Talks

Re-interpreting Data

Re-interpreting Data

by Murray Steele

In Murray Steele's talk titled "Re-interpreting Data" at RubyConf 2023, he delves into the intriguing process of converting various file types into audibly and visually interpretable formats. The core discussion revolves around the ways data can be manipulated and restructured using Ruby, emphasizing the creative and playful sides of programming.

Key points discussed include:

- File Extensions and Types: Beginning with the basics, Steele explains how file extensions indicate file types, but merely renaming a file does not alter its intrinsic structure or content.

- WAV File Structure: He highlights the simplicity of WAV files, consisting of a header and data section, demonstrating how to create a WAV file from a PDF by appending an appropriate WAV header.

- Example: Murray illustrates the concept with Ruby code, showcasing how to manipulate bytes and pack data.
- Experiments with Audio: Incorporating live demonstrations, Steele generates audio from the Ruby interpreter leading to surprisingly structured but unlistenable outputs.
- BMP File Format: Steele transitions to discussing BMP files, explaining the image format's header, pixel data, and the complexities in structuring pixel representation.

- He notes the necessity for padding to meet format requirements, showcasing techniques to accommodate pixel layouts without wasting data.

- MIDI Files Overview: Finally, he addresses MIDI files, outlining their unique structure compared to WAV, focusing on compact event representation and efficient data storage.

- Steele runs a demonstration to convert a README into a MIDI file, successfully creating an orchestral interpretation.

Steele's essential takeaway stresses the value of curiosity and creativity in programming. He encourages programmers to leverage familiar languages like Ruby to explore and discover new ideas within the realm of data manipulation. Emphasizing that programming is a magical process, he concludes by inspiring attendees to embrace their interests and pursue explorative coding endeavors.

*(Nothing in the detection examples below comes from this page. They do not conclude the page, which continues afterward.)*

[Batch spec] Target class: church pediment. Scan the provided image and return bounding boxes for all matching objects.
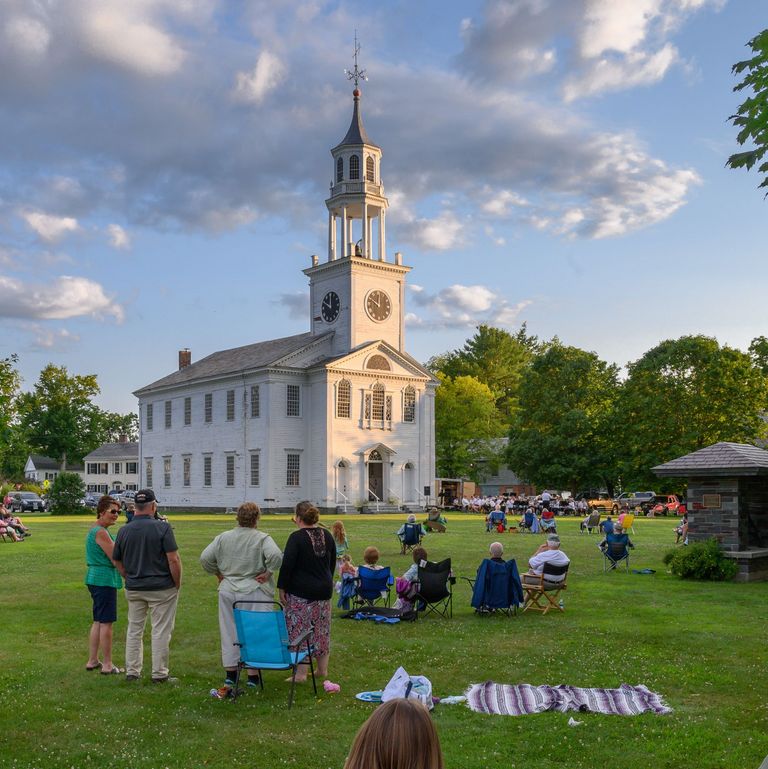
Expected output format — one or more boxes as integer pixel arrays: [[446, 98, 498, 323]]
[[326, 341, 434, 381]]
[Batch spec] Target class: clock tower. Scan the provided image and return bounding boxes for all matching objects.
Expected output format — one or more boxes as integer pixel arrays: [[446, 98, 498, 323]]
[[304, 64, 411, 354]]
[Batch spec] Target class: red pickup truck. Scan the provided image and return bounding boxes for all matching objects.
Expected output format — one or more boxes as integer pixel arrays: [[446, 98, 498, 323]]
[[648, 494, 686, 517]]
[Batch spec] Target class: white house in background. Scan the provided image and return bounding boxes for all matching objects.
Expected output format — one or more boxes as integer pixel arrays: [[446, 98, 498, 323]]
[[83, 440, 139, 494], [24, 454, 83, 486], [134, 81, 438, 510]]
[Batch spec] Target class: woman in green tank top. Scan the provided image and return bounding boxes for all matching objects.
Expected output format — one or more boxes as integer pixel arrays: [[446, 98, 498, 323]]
[[85, 496, 123, 675]]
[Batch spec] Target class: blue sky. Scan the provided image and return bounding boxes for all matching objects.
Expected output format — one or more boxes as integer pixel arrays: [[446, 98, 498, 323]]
[[0, 0, 768, 411]]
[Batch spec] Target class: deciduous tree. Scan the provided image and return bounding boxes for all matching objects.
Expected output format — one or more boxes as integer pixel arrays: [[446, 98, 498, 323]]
[[435, 373, 504, 481], [727, 29, 768, 195], [507, 339, 618, 491], [18, 364, 103, 463], [615, 336, 768, 488]]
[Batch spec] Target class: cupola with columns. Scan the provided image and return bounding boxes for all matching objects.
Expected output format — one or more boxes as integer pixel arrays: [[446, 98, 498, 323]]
[[304, 46, 410, 354]]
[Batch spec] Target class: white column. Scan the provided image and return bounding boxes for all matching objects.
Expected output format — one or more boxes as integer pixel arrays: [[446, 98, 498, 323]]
[[379, 208, 387, 262], [341, 206, 349, 256]]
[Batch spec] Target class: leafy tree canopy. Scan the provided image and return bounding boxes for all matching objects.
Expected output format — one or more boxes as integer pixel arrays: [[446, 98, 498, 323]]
[[507, 339, 618, 491], [726, 29, 768, 195], [17, 364, 103, 462], [616, 336, 768, 488], [435, 373, 504, 481], [427, 325, 538, 423]]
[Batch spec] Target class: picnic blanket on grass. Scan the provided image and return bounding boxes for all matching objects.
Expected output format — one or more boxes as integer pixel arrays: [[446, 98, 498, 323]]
[[467, 681, 672, 716]]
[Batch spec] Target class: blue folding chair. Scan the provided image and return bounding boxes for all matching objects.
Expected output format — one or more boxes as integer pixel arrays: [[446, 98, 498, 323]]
[[398, 523, 424, 555], [232, 601, 317, 709], [603, 542, 629, 571], [352, 566, 392, 609]]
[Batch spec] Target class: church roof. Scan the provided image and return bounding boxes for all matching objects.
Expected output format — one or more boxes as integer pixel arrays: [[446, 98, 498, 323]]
[[651, 441, 768, 478], [83, 441, 139, 462], [334, 88, 379, 149], [134, 332, 325, 396]]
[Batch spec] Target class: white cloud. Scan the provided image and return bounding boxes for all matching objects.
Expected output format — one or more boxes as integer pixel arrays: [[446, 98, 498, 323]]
[[398, 211, 464, 251], [480, 185, 528, 217], [273, 291, 309, 318], [30, 324, 80, 350], [563, 43, 679, 102], [81, 0, 185, 76], [4, 16, 51, 59], [234, 51, 286, 104], [412, 283, 530, 329], [0, 275, 124, 322], [20, 211, 80, 243], [107, 224, 131, 249]]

00:00:18.960 Welcome everyone! My name is Peter, I'm with the program committee, and I have the pleasure of introducing Murray Steele today. He is an engineering manager by day and a co-organizer of the London Ruby User Group by night. Murray cares about encouraging a sense of curiosity and play while programming. Please give him a warm welcome!
00:00:44.000 Thank you! Hello, I'm Murray. Thanks for coming to my talk.
00:00:49.199 I’m an engineering manager at Cleo. We're based in the UK, but our customers are in the US. We're empowering people to build a life beyond a paycheck through an AI assistant that understands their banking information, providing personalized and relevant advice on personal finances. For a fee, we offer access to services that actively help improve your situation. However, I'm not talking about any of that today. If it sounds interesting, we are hiring and can help with visas and relocation, so come and find me later!
00:01:12.200 What I am here to discuss is files and data, so let's get started! Here’s a screenshot of a fairly standard downloads folder featuring different types of files—pictures, movies, documents, audio, etc. The file names include the title of the file and, after the dot, the file extension, which indicates the file type.
00:01:32.920 In a modern graphical operating system, you don't have to parse that extension yourself; your OS does it and provides a handy icon to identify the file type and hints about the application that will open it when you double-click. Indeed, if you rename the file to change the extension, it is likely to change the icon and the application that opens it. If the OS detects the change, it might warn you about it. When I first started using computers, I thought this was all that was involved—rename the file, and you'd be able to use it. However, as I quickly discovered, that isn't true.
00:02:05.119 When I tried renaming a file from .doc to .txt, I didn't have Microsoft Word and couldn’t open the file with Notepad. What I found was just a stream of nonsense. I gave it a try with a PDF, hoping that if I renamed it a .wav file, I'd be able to magically listen to all the words contained within. Obviously, that didn't work—I received an error instead. This highlights that there is more to using files than simply changing their extensions.
00:02:49.120 On Unix systems, there’s a command called 'file' that attempts to identify the actual type of a file. Interestingly, one of the things it does is open the file and look at a portion of it to make an educated guess about its format. It doesn’t just accept the file name blindly; it checks the contents—this is especially relevant when you think about my earlier attempts to open files without the appropriate software. This is why renaming a .txt file to a .wav won’t let you hear its contents. Understanding this deeper level of file structure and content is key.
00:03:26.599 At some point in my early online life, I came across a website that detailed the data structure for WAV files. WAV files are simple uncompressed sound files that store a digital representation of a recording of sound. The binary data represents the sound wave, hence the name. They comprise two parts: a header and a data section. The data section holds the raw bytes that convey the sound wave, which are essentially just a stream of numbers. The header explains how to interpret that data.
00:04:02.400 The header consists of two parts. The first part serves as an introduction, declaring, 'Hi! I'm a WAV file, and I'm this long.' It’s a short section meant to inform any software that encounters it. The second part specifies how to interpret the subsequent audio data. Details include the number of channels—whether it’s mono or stereo—how many samples are taken per second, and the bit depth of each sample.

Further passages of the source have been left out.